= Representation of the People Order, 1972 =

Representation of People Order, 1972 (গণপ্রতিনিধিত্ব আদেশ, ১৯৭২) is a set of laws governing how members of parliament are elected, the role of the Election Commission, and registration of Bangladeshi political parties.

== History ==
The Representation of People Order was promulgated on 26 December 1972 and repealed the Legal Framework Order and the National and Provincial Assemblies (Election) Ordinance of 1970. The law governs the election of members of parliament in Bangladesh and the registration of political parties with the Election Commission. Political parties must meet three conditions under the ordinance to register with the Election Commission. It tasks the Election Commission with providing returning officers for each parliamentary constituency during elections.

The Order was amended in August 2008 through the Representative of People Order (Amendment) Ordinance which was passed in the parliament in 2009.

In 2018, the Order was further amended through the Representation of the People Order (amendment) Order, 2018 which allowed the use of electronic voting machines in elections.
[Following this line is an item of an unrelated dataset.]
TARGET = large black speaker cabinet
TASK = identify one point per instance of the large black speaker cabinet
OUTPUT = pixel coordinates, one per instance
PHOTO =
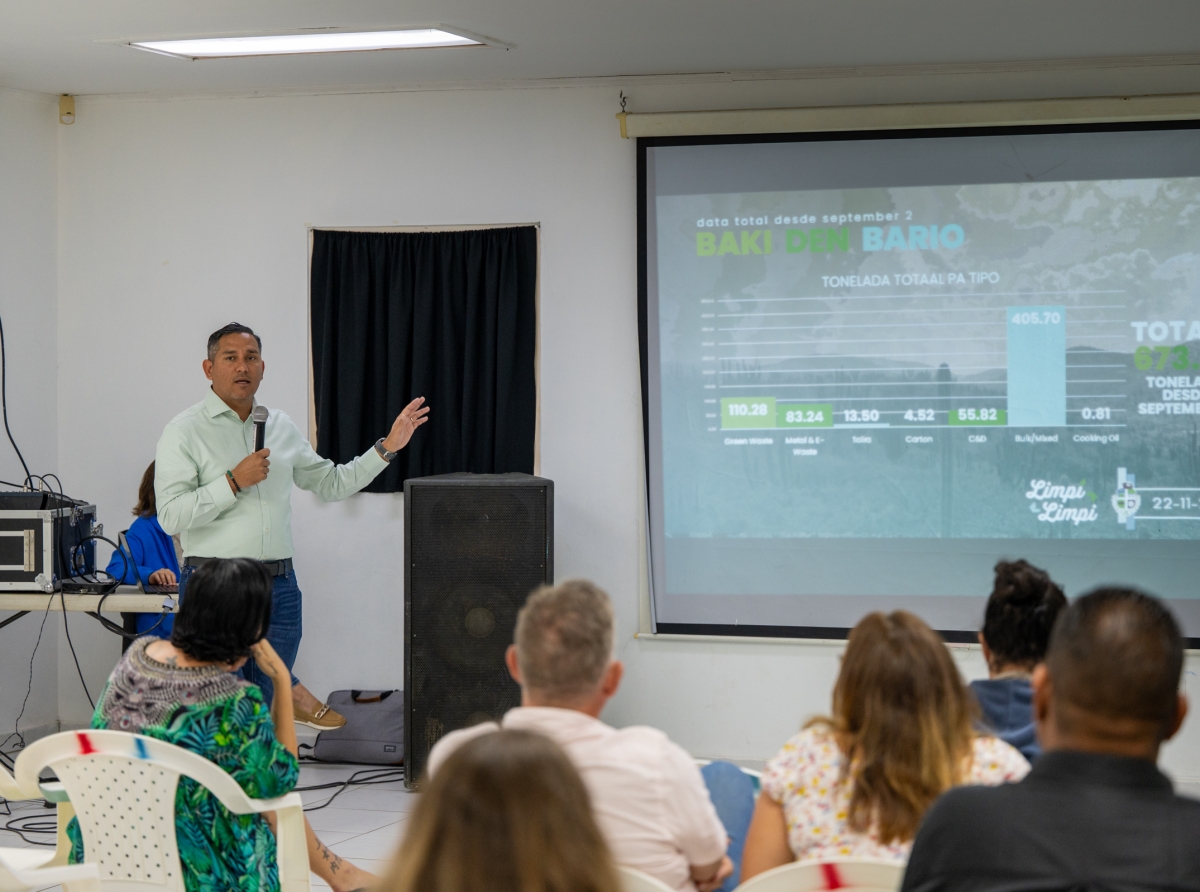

The Executive Committee of the National Economic Council approved 38.25 billion taka for the purchase of electronic voting machines.

In 2020, the Election Commission tried to reduce their own power through a proposed amendment to the Order and creating a separate Registration of Political Parties Act, 2020. Ali Imam Majumder, Shahdeen Malik, Badiul Alam Majumder, M Hafizuddin Khan, and other political commentators criticised the move. Mahbub Talukder, an election commissioner, sent a dissent note on the proposal.